Re: xfs ioend batching log reservation deadlock

From: Brian Foster <bfoster@redhat.com>
To: "Darrick J. Wong" <djwong@kernel.org>
Cc: linux-xfs@vger.kernel.org, Christoph Hellwig <hch@lst.de>
Subject: Re: xfs ioend batching log reservation deadlock
Date: Fri, 26 Mar 2021 14:13:21 -0400	[thread overview]
Message-ID: <YF4kQWXqwCgAh4vW@bfoster> (raw)
In-Reply-To: <20210326173244.GY4090233@magnolia>

On Fri, Mar 26, 2021 at 10:32:44AM -0700, Darrick J. Wong wrote:
> On Fri, Mar 26, 2021 at 11:39:38AM -0400, Brian Foster wrote:
> > Hi all,
> > 
> > We have a report of a workload that deadlocks on log reservation via
> > iomap_ioend completion batching. To start, the fs format is somewhat
> > unique in that the log is on the smaller side (35MB) and the log stripe
> > unit is 256k, but this is actually a default mkfs for the underlying
> > storage.

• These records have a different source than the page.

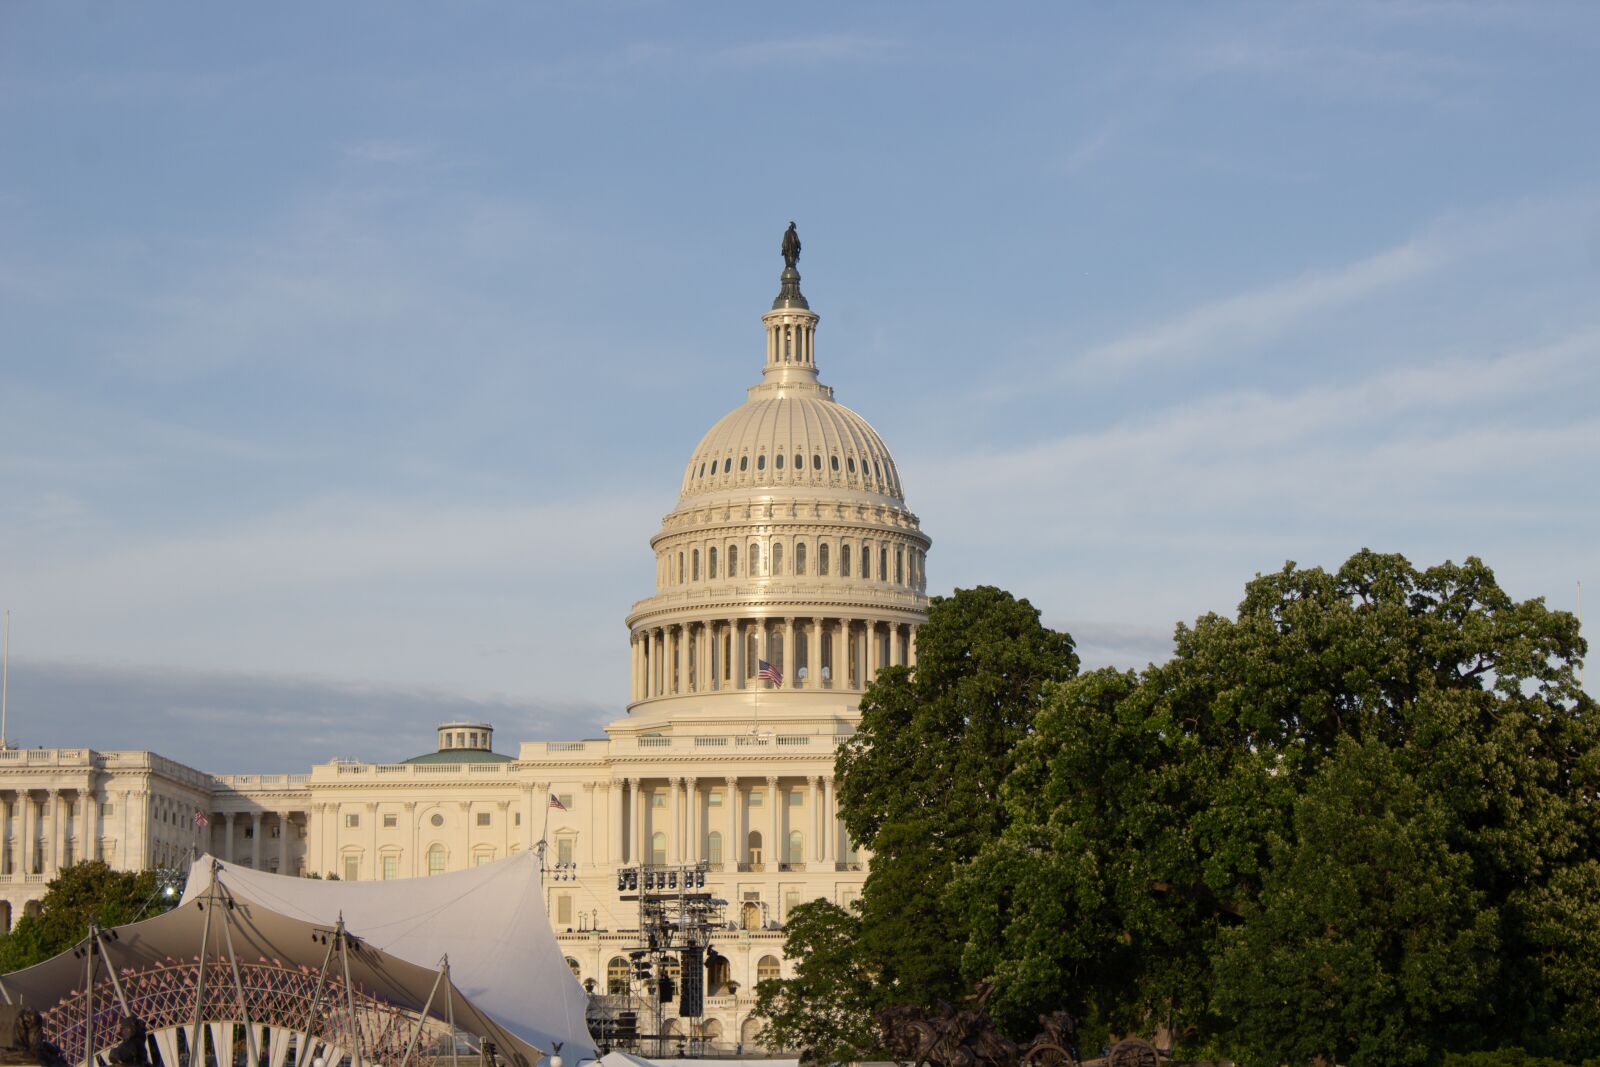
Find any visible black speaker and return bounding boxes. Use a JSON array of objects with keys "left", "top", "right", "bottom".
[{"left": 678, "top": 947, "right": 704, "bottom": 1018}]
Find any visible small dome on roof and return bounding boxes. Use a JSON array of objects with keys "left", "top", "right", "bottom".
[{"left": 405, "top": 721, "right": 513, "bottom": 764}]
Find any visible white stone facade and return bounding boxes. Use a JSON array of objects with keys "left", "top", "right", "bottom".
[{"left": 0, "top": 248, "right": 923, "bottom": 1053}]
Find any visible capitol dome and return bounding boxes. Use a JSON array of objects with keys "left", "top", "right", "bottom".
[{"left": 624, "top": 228, "right": 930, "bottom": 719}]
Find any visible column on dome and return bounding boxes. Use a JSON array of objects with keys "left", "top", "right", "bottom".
[
  {"left": 829, "top": 620, "right": 842, "bottom": 690},
  {"left": 782, "top": 618, "right": 795, "bottom": 688},
  {"left": 698, "top": 622, "right": 711, "bottom": 693},
  {"left": 908, "top": 625, "right": 919, "bottom": 668},
  {"left": 631, "top": 633, "right": 641, "bottom": 701},
  {"left": 735, "top": 620, "right": 748, "bottom": 689}
]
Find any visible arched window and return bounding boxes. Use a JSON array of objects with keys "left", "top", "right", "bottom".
[
  {"left": 739, "top": 455, "right": 748, "bottom": 472},
  {"left": 651, "top": 832, "right": 666, "bottom": 866},
  {"left": 794, "top": 453, "right": 802, "bottom": 470},
  {"left": 771, "top": 542, "right": 783, "bottom": 576},
  {"left": 848, "top": 457, "right": 857, "bottom": 473},
  {"left": 709, "top": 547, "right": 718, "bottom": 578},
  {"left": 788, "top": 830, "right": 804, "bottom": 864},
  {"left": 608, "top": 956, "right": 630, "bottom": 996},
  {"left": 775, "top": 453, "right": 785, "bottom": 470},
  {"left": 830, "top": 455, "right": 840, "bottom": 472},
  {"left": 795, "top": 542, "right": 807, "bottom": 576},
  {"left": 757, "top": 454, "right": 766, "bottom": 471},
  {"left": 729, "top": 544, "right": 738, "bottom": 577},
  {"left": 757, "top": 955, "right": 781, "bottom": 981},
  {"left": 819, "top": 542, "right": 829, "bottom": 575},
  {"left": 813, "top": 453, "right": 822, "bottom": 470},
  {"left": 566, "top": 957, "right": 582, "bottom": 980},
  {"left": 747, "top": 830, "right": 764, "bottom": 866},
  {"left": 427, "top": 844, "right": 446, "bottom": 876},
  {"left": 724, "top": 457, "right": 732, "bottom": 473},
  {"left": 861, "top": 545, "right": 871, "bottom": 579},
  {"left": 750, "top": 543, "right": 762, "bottom": 576},
  {"left": 692, "top": 549, "right": 700, "bottom": 581},
  {"left": 707, "top": 830, "right": 723, "bottom": 865},
  {"left": 841, "top": 542, "right": 852, "bottom": 577}
]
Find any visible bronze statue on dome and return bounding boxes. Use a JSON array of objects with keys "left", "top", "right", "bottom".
[{"left": 782, "top": 222, "right": 801, "bottom": 269}]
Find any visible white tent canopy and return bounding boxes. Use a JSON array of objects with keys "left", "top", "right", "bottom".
[{"left": 181, "top": 851, "right": 596, "bottom": 1063}]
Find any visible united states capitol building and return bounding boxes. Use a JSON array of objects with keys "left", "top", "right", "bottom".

I don't have much more information wrt to the workload or
> > anything that contributes to the completion processing characteristics.
> > 
> > The overall scenario is that a workqueue task is executing in
> > xfs_end_io() and blocked on transaction reservation for an unwritten
> > extent conversion. Since this task began executing and pulled pending
> > items from ->i_ioend_list, the latter was repopulated with 90 ioends, 67
> > of which have append transactions. These append transactions account for
> > ~520k of log reservation each due to the log stripe unit. All together
> > this consumes nearly all of available log space, prevents allocation of
> > the aforementioned unwritten extent conversion transaction and thus
> > leaves the fs in a deadlocked state.
> > 
> > I can think of different ways we could probably optimize this problem
> > away. One example is to transfer the append transaction to the inode at
> > bio completion time such that we retain only one per pending batch of
> > ioends. The workqueue task would then pull this append transaction from
> > the inode along with the ioend list and transfer it back to the last
> > non-unwritten/shared ioend in the sorted list.
> > 
> > That said, I'm not totally convinced this addresses the fundamental
> > problem of acquiring transaction reservation from a context that
> > essentially already owns outstanding reservation vs. just making it hard
> > to reproduce. I'm wondering if/why we need the append transaction at
> > all. AFAICT it goes back to commit 281627df3eb5 ("xfs: log file size
> > updates at I/O completion time") in v3.4 which changed the completion
> > on-disk size update from being an unlogged update. If we continue to
> > send these potential append ioends to the workqueue for completion
> > processing, is there any reason we can't let the workqueue allocate the
> > transaction as it already does for unwritten conversion?
> 
> Frankly I've never understood what benefit we get from preallocating a
> transaction and letting it twist in the wind consuming log space while
> writeback pushes data to the disk.  It's perfectly fine to delay ioend
> processing while we wait for unwritten conversions and cow remapping to
> take effect, so what's the harm in a slight delay for this?
> 
> I guess it's an optimization to reduce wait times?  It's a pity that
> nobody left a comment justifying why it was done in that particular way,
> what with the freeze protection lockdep weirdness too.
> 

I thought it might have been to facilitate ioend completion in interrupt
(i.e. bio completion) context, but I'm really not sure. That's why I'm
asking. :) I'm hoping Christoph can provide some context since it
appears to be his original implementation.

> > If that is reasonable, I'm thinking of a couple patches:
> > 
> > 1. Optimize current append transaction processing with an inode field as
> > noted above.
> > 
> > 2. Replace the submission side append transaction entirely with a flag
> > or some such on the ioend that allocates the transaction at completion
> > time, but otherwise preserves batching behavior instituted in patch 1.
> 
> What happens if you replace the call to xfs_setfilesize_ioend in
> xfs_end_ioend with xfs_setfilesize, and skip the transaction
> preallocation altogether?
> 

That's pretty much what I'm referring to in step 2 above. I was just
thinking it might make sense to implement some sort of batching model
first to avoid scenarios where we have a bunch of discontiguous append
ioends in the completion list and really only need to update the file
size at the end. (Hence a flag or whatever to indicate the last ioend
must call xfs_setfilesize()).

That said, we do still have contiguous ioend merging happening already.
We could certainly just rely on that, update di_size as we process each
append ioend and worry about further optimization later. That might be
more simple and less code (and a safer first step)..

Brian

> --D
> 
> > Thoughts?
> > 
> > Brian
> > 
>